千羽の鳩より、一人の西村眞悟 鳩の特徴。 一見平和の象徴(古代ギリシャ・ローマ時代から、鳩とオリーブは無垢と平和の象徴と考えられていたし、旧約、創世記8・1〜12 ノアが放った鳩が陸がある事を知らせ帰って来た時にオリーブの葉を加えて箱船に帰って来た平和の使者)としてのイメージがあるがとんでもない。動物は腹が一杯になるとそれ以上は食べないが、鳩は吐きながらも食べる。動物たちは普通仲間同士のケンカでは致命傷を与えないが、鳩はとことん殺し合うまでケンカする。貧欲でどう猛なんである。はとぽっぽなんて言ってる場合では無い。 そこで…。某辞典より ハトの被害を防ぐために 1.エサを与えない(既に鳩だけの家ではない家に100億円くらいある)
栄養状態がよいハトはどこでも繁殖します。このため、エサやりなどの習慣がある地域では、個体数が急激に増加してしまいます。
2.巣作りしやすい環境を与えない
・死角が出来てしまうような物を撤去
・死角になる場所を塞ぐ
・常に清潔な状態を維持する
・フンが残っていると飛来しやすくなる
・徹底して追い払う。 ハトの駆除方法 ドバトは鳥獣保護法で保護されているため、捕獲・生殺与奪(政治家としての)・卵や雛のいる巣(党)の撤去などは都道府県国民の選挙が必要です。 そのため、侵入防止・飛来防止することが重要です。 1.侵入防止用のネットで遮断する(日本は日本人だけの物ではないと公言。

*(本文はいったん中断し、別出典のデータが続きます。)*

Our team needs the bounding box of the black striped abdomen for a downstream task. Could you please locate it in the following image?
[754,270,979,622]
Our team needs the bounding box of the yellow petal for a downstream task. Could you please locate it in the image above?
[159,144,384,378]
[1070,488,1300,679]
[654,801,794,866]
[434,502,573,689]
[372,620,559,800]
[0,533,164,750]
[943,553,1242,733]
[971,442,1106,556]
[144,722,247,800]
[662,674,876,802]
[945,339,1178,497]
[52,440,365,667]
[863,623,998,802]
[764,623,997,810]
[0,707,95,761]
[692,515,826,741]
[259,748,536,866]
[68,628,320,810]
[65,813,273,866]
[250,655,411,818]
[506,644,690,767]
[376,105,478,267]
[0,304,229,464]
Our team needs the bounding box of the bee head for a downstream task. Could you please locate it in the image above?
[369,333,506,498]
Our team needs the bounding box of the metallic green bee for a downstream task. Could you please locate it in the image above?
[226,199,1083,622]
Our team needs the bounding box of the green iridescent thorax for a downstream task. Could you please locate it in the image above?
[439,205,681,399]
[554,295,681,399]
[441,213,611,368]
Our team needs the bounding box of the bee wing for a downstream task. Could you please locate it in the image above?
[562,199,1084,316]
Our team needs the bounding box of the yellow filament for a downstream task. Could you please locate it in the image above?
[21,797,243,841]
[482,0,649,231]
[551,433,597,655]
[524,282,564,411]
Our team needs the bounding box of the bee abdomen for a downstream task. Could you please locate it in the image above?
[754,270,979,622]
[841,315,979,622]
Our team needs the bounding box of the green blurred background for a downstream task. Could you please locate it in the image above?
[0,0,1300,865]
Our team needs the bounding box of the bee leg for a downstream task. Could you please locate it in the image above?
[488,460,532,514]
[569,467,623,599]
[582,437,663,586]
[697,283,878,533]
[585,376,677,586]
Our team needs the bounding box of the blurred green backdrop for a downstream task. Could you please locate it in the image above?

既に被害が進行している場合は勿論、あらゆる場面で効果的) 2.鳩が留まれないように足場になる場所にハトよけマット・テグスなどを付ける(糞害(憤慨)防止に最適) 3.忌避剤を散布・塗布する 悪い事ばかり言っても何だから良い事も書く。 昔、鳩も伝令で役に立ち、フランス料理で、南仏の赤ワイン、シャトーテレグラフとはいい相性でとても美味しくいただける。 伊東(静岡県伊東市伊東温泉)方面でもありがたがられている 警戒せねばならない事。 外国人参政権や、地方分権、中国人大量移民、世界中見渡しても厄介な国が周辺にある事への無関心。国家意識の欠乏(国の主権を国際機関にゆだねる、)、国防への頓珍漢、友愛(愛にもいろいろある。インドでは生まれたすぐの我が子の片足を切り落とす例が多くあった。片輪者は、インドでは施しを受け、生涯食うに困らない。究極の慈愛、愛と言う意味も一元的にしか捉えていないから、こういう愛の形など想像もできないだろう。)という偽善。女性天皇論者 以上、鳩ぽっぽの基本。日本国滅亡。言わずと知れたこれの対極を行くのが西村眞悟。 西村さんの選挙区以外(近畿比例区は、大阪、京都、兵庫、奈良、和歌山、滋賀の2府4県)では本人の名を書くと無効になる。「改革クラブ」と書くと本人の票 になる。もしこの政治家が落ちるようであれば、もう投票には行かないと決めている。